Watch SpaceX’s 11th Starship Test Flight Live Tonight [VIDEO]

Image: SpaceX
SpaceX is preparing to launch its 11th Starship test flight later today, with the launch window set to open at 4:15 p.m. PT/7:15 p.m. ET. A live webcast will begin about 30 minutes before liftoff on SpaceX’s website, its X account, and the X TV app. As with previous developmental flights, today’s schedule is subject to change due to weather or last-minute technical checks with the Starship vehicle or its Super Heavy booster.
The eleventh test flight builds on the success of August’s Flight 10, which saw SpaceX nail its first Starlink simulator deployment and all other planned objectives. For Flight 11, the company will once again fly the current Starship V2 design, with the Super Heavy booster performing a series of complex landing burn maneuvers to gather data for the upcoming next-generation variant.
The booster, which previously launched Flight 8, will lift off powered by 24 Raptor engines and attempt a new landing configuration. It will ignite 13 engines to begin the landing burn before transitioning to five engines for the divert phase — up from three previously — allowing for more precise control and engine redundancy. Finally, it will use three central engines to enter a brief hover before splashing down in the Gulf of America.
Meanwhile, the Starship upper stage will carry out several in-space experiments, including the deployment of eight Starlink simulators, a Raptor engine relight in orbit, and reentry tests designed to stress its heatshield. Some heatshield tiles have been intentionally removed to test how the vehicle’s structure reacts to high-temperature exposure.
The final portion of the flight will feature a dynamic banking maneuver and subsonic guidance testing before splashdown in the Indian Ocean — key steps toward enabling future Starship vehicles to return to Starbase.

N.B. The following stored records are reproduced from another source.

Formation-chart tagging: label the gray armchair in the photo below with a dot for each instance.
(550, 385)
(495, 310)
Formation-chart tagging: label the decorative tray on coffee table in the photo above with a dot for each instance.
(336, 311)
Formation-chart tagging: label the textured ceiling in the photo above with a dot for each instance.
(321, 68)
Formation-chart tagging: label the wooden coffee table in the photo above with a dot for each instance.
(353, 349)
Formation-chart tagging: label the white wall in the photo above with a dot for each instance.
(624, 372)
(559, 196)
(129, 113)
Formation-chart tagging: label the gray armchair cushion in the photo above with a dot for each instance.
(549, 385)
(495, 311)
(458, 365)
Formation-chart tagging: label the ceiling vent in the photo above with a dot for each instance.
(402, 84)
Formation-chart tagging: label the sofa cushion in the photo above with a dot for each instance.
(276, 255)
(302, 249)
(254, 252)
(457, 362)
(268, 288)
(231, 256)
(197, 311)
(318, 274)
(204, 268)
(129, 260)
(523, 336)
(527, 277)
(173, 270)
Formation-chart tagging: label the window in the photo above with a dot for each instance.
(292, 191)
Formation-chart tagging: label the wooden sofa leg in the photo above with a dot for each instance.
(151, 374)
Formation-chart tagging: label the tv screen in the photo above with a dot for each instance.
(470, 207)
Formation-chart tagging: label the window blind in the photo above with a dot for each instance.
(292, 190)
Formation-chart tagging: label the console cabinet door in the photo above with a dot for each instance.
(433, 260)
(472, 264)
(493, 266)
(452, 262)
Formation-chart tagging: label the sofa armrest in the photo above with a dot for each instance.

Today’s launch also follows SpaceX’s announcement over the weekend that it plans to begin commercial Starship cargo missions to the Moon in 2028 and to Mars in 2030.
Elon Musk has said that the next-generation Starship V3 design could debut in the coming months, entering “heavy flight activity” in 2026 as SpaceX ramps up toward in-orbit refueling, payload deliveries, and the first-ever attempt to catch a returning Starship upper stage. Musk has also projected that Starship’s operational rollout could enable SpaceX to deliver more than 95% of Earth’s payload to orbit.